Published in Korea in 2011, Moon's memoir Minutes from Wall Street recounts her time as a young reporter living in New York covering the 2008 financial crisis. Moon also addressed the challenges of thriving in an industry that wasn’t known for diversity.
“I was the first Korean to ever work at Reuters headquarters in New York, and at the time, one of the very few female reporters in the field. So, people didn’t always return my calls, but persistence paid off. Eventually I developed close relationships and sources that helped me excel.
“But there was another problem: I never had a mentor with a similar life experience, so I try to do a lot of volunteering and mentorship for female journalists who are just getting their start.”

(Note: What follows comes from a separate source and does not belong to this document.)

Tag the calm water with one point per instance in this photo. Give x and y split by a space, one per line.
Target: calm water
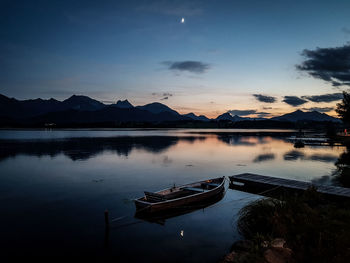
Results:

Moon bolstered her credentials in 2014 with a mid-career stop at Columbia University to earn a master’s degree in business and digital journalism, as a recipient of the prestigious Knight-Bagehot Fellowship.
She returned to Reuters to lead the social media reporting team before being recruited a few years later by Bloomberg to oversee breaking news coverage of the Americas. She planned editorial strategy for elections, wars and meme culture’s bizarre influence on the stock market.
I was the first Korean to ever work at Reuters headquarters in New York, and at the time, one of the very few female reporters in the field. So, people didn’t always return my calls, but persistence paid off. Eventually I developed close relationships and sources that helped me excel.
Today, Moon is loving her new role as legal editor for Bloomberg, and she offers a few predictions for her first year on the job.
"This is the year that Russian billionaires will strike back on sanctions,” says Moon. “I think we’ll also start to see fallout from the crypto crash that will influence everyone. People say it’s not as bad as the previous housing crisis, but when you look at how many retail investors were involved in crypto — it’s scary but this is just the beginning.”
Moon sees more news scoops on the horizon. She will keep powerful people in check using consistent coverage and investigative pursuits. But she also cherishes the lighter moments, including a sit-down interview with investing legend Warren Buffett.
“This was my first big exclusive,” says Moon, who recalls Buffett’s penchant for Cherry Coke and sacred daily routines. “He’s one of the humblest people I’ve met; it was like talking to a next-door neighbour.”
Moon reflects fondly on her U of T days — even those gruelling study sessions in Robarts Library and hailing down the food cart for her favourite combo.
On the St. George Campus, she forged valuable connections, learned how to study hard and laid a foundation to pursue her dream job.
“Make friends and get to know people. Don’t just stay within your major,” says Moon.
“It’s when you try to do something that is honest and out of your ordinary that you will unlock your true potential.”